Roma, 15 ott. - "Prima di arrivare alle posizioni bioetiche sull'eutanasia c'e' altro". Che cosa sia questo altro di cui "non si parla mai in tv, sui giornali e nei salotti politici" lo spiega alla Dire Suor Costanza Galli, primaria di oncologia dell'hospice dell'Ospedale di Livorno (Usl Toscana Nord Ovest) intervistata sulla sentenza della Consulta per il suicidio assistito di DJ Fabo e la non perseguibilita' di Marco Cappato che l'ha accompagnato a morire.
"Siamo tutti i giorni a dare risposte alle famiglie. Perche' se ho un tumore e mi si blocca il catetere vescicale di domenica, chi viene a casa mia?". E' solo un esempio tra tanti di chi vive il fine vita tutti giorni, tra i migliaia di casi che abbiamo di "pazienti che hanno il diritto, perche' la legge lo prevede, di avere assistenza domiciliare per le cure palliative e la terapia del dolore. Non pensiamo solo ai pazienti oncologici, ma anche a quanti hanno malattie croniche degenerative. Tutti insorgono per le liste d'attesa, la malasanita', ma nessuno, nemmeno la cittadinanza fa pressioni per queste persone. Il vulnus in questo paese sono le cure palliative".
"Il paziente nella mia esperienza ricorre al suicidio assistito se raggiunge gradi di sofferenza immani ed e' questo il punto in comune tra tutte le posizioni: la vita umana ha un significato enorme e prima di sacrificarla bisognerebbe ricorrere a qualsiasi tipo di sforzo. Attendiamo le motivazioni della Consulta, ma quello che sappiamo gia' e' che con l'aumento di servizi di cure palliative la richiesta eutanasica si abbatte. Ci troveremmo forse- spiega- ad affrontare comunque alcuni casi di chi non accetterebbe determinate condizioni di vita, ma pochi" ne e' sicura Suor Costanza Galli che ribadisce: "Esiste una gerarchia di priorita' per cui prima garantiamo che le cure palliative siano pienamente erogate. Tutti vivrebbero e morirebbero meglio e soprattutto questi casi sarebbero gestiti meglio. Assistiamo a malati terminali che fanno terapie inutili, che finiscono in pronto soccorso, che vengono sottoposti a tracheotomia pochi giorni prima di morire".
Colpa anche, secondo suor Costanza Galli, della "scaramanzia, di una vera e propria superstizione" che esiste quando si parla di fine vita. E infatti "di cure palliative parla la legge, anche la 219 sulle disposizioni anticipate di trattamento, ma poi? Quanti hanno fatto queste disposizioni? Paginate sul parere della Cei, sull'associazione Luca Coscioni, ma chi si occupa delle migliaia di cittadini come DJ Fabo che non hanno garantite cure palliative e terapia del dolore? Sa che nell'80% dei casi- aggiunge la dottoressa- gli psicologi che nelle cure palliative sono fondamentali, vengono pagati da onlus e fondazioni?".

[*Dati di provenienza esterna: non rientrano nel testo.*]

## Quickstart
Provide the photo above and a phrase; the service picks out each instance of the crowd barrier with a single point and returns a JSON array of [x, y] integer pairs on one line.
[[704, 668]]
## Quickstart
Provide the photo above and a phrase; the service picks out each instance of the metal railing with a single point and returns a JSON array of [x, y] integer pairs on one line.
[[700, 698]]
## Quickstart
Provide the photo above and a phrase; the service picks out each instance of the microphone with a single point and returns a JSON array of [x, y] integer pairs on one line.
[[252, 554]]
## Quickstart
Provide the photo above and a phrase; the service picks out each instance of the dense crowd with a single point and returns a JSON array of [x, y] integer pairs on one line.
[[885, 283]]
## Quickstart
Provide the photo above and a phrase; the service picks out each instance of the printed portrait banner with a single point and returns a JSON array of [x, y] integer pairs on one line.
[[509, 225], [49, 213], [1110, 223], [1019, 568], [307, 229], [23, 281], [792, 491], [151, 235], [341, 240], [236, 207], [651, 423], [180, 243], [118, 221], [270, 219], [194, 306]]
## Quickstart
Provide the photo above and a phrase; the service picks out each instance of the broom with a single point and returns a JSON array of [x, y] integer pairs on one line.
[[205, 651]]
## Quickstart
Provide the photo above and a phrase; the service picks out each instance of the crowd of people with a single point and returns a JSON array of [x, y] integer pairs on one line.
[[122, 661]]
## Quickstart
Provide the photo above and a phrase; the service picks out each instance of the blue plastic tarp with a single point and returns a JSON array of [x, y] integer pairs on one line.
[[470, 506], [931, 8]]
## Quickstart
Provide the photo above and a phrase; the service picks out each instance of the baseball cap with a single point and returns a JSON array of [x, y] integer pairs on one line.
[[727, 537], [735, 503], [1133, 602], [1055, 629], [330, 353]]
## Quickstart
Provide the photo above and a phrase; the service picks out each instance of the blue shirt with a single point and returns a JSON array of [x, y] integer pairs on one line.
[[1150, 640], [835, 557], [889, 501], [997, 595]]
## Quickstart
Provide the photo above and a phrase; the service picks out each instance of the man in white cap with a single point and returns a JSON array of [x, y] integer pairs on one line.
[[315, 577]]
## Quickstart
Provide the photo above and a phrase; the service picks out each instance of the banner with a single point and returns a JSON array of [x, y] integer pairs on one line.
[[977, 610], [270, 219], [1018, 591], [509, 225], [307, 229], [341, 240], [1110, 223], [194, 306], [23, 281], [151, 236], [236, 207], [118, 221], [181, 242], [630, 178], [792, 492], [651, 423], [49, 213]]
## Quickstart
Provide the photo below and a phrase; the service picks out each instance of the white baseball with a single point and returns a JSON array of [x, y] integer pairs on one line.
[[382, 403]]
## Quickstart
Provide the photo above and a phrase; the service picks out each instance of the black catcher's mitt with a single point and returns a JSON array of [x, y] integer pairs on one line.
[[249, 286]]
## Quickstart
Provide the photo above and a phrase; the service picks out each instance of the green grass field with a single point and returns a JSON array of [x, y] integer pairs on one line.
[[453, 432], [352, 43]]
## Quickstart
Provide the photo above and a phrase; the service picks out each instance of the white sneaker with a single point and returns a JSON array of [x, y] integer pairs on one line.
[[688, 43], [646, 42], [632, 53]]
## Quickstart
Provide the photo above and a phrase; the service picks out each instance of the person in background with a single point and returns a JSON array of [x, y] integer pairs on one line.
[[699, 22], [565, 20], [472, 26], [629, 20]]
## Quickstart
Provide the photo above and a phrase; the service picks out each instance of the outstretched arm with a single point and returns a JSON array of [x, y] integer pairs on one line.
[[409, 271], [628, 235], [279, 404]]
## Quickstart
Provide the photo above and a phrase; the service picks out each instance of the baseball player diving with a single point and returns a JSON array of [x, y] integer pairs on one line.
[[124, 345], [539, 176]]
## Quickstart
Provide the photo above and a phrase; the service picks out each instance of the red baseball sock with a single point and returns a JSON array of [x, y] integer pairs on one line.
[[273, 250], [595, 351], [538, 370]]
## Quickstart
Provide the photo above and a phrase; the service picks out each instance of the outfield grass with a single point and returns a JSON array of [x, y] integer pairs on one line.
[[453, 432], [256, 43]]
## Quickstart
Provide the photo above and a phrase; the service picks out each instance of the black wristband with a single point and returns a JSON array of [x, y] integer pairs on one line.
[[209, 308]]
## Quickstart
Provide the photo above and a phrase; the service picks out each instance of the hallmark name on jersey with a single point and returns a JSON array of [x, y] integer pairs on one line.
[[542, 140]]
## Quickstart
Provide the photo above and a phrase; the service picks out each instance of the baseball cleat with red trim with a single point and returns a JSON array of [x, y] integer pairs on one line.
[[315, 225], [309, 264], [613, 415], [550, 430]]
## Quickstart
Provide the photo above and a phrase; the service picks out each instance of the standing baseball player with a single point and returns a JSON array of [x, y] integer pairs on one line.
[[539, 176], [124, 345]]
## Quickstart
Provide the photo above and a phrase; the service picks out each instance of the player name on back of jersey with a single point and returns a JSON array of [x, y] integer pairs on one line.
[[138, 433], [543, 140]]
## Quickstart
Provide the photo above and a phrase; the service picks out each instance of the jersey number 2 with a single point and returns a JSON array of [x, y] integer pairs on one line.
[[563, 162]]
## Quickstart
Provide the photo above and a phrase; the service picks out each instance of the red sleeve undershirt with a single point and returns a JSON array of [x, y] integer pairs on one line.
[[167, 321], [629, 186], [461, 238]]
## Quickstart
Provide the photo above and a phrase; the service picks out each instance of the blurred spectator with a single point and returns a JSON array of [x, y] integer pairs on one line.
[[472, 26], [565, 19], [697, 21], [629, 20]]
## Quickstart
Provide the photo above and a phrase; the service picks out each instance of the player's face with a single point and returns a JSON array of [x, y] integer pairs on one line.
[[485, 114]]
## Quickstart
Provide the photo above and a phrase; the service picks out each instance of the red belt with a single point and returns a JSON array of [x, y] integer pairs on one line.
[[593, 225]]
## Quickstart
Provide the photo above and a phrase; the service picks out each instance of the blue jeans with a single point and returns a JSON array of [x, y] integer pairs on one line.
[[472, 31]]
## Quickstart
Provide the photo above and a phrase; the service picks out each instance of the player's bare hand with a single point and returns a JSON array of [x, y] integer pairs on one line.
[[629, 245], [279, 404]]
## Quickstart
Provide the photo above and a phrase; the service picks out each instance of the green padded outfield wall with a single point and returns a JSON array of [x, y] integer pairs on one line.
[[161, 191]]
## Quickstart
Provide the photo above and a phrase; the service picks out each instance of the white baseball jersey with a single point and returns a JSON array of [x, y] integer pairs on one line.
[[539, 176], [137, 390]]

Secondo suor Costanza Galli in Italia si fa fatica a parlare di cure palliative: "A pronunciar la parola morte o malattia grave o terminale sembra di parlare di cose oscene" dice la dottoressa. "Eutanasia e accanimento terapeutico sono due opposti della stessa difficolta' di accettare la morte. L'eutanasia vuole controllarla. Qui c'e' il grande equivoco- dice suor Costanza Galli- noi non siamo ne' l'una, ne' l'altra cosa".
"Da medico- puntualizza suor Galli nel corso dell'intervista alla Dire- dico che la richiesta di farla finita arriva da quei pazienti che sono piu' soli, che non hanno supporto affettivo ed e' difficile affrontare da soli il momento culminante della vita. Oggi anche molti familiari non si vogliono prendere carico del malato. A questo- commenta- vuole che aggiunga che un posto letto per uno stato vegetativo costi molto di piu' di un'iniezione e via?".
Esiste poi, ma solo dopo questa disamina dell'"equivoco sull'eutanasia" e sulle "cure palliative che non vengono garantite" un tema bioetico che vede ovviamente la religiosa a difesa della sacralita' della vita, ma "non posso giudicare il vissuto e le scelte di altri. Se avessimo garantite le cure palliative ci occuperemmo dei tanti Dj Fabo di cui non parla mai nessuno". Per Suor Costanza Galli, come religiosa la vita e' sacra, ma come cittadina e come medico rivendica che "lo Stato dia tutto cio' che deve dare, prima che si spenga la luce per sempre".